This project is designed to be compatible across all major desktop/server OSes:

| Platform | Rust crate build | FFI artifacts | Notes |
|---|---|---|---|
| Linux | Supported | Supported (`.so`, `.a`) | Primary native flow |
| macOS | Supported | Supported (`.dylib`, `.a`) | Standard clang/ld toolchain |
| Windows | Supported | Supported (`.dll`, `.lib`) | MSVC/MinGW depending on toolchain |

General requirements:
- Rust stable toolchain
- C/C++ toolchain when consuming FFI outputs
- Platform-specific linker/runtime setup for shared libraries

## Build and artifacts

Build:

```bash
cargo build
cargo build --release
```

With current crate config, release builds can emit Rust + native artifacts according to platform/toolchain (`rlib`, `cdylib`, `staticlib`).

## Generate and validate a sample `.rnn`

Generate:

```bash
cargo run --example generate_sample_model -- /tmp/sample.rnn
```

Sanity-check:

```bash
ls -lh /tmp/sample.rnn
xxd -l 4 /tmp/sample.rnn
```

Expected dense header bytes correspond to `RMD1`.

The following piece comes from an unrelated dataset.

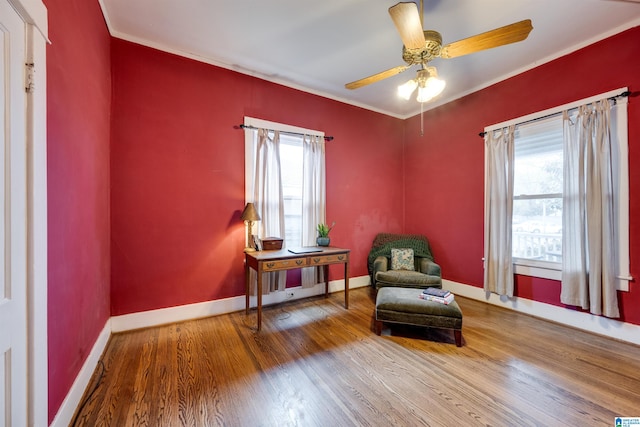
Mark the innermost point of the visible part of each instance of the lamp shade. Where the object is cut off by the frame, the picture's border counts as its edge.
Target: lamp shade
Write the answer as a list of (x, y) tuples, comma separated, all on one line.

## FFI integration lifecycle

C header: [include/rnn_ffi.h](include/rnn_ffi.h)

Recommended host flow:
1. `rnn_ffi_api_version` / `rnn_ffi_is_abi_compatible`
2. `rnn_ffi_model_create_from_bytes_v1`
3. `rnn_ffi_model_get_info`
4. `rnn_ffi_model_run_dense` or `rnn_ffi_model_run_dense_batch`
5. `rnn_ffi_model_destroy`

## Performance notes

- Dense forward cost is dominated by matrix-vector products per layer.
- For dense stacks, per-sample compute is approximately proportional to:

$$
\sum_{l=1}^{L} (\text{in}_l \times \text{out}_l)
$$

- Batch mode reuses the same plan and alternates scratch lanes for better locality.
- Scratch requirements scale with `batch_size * max_layer_width * 2` in the current engine path.
- Quantization and runtime estimation modules can be used to pre-plan deployment budgets.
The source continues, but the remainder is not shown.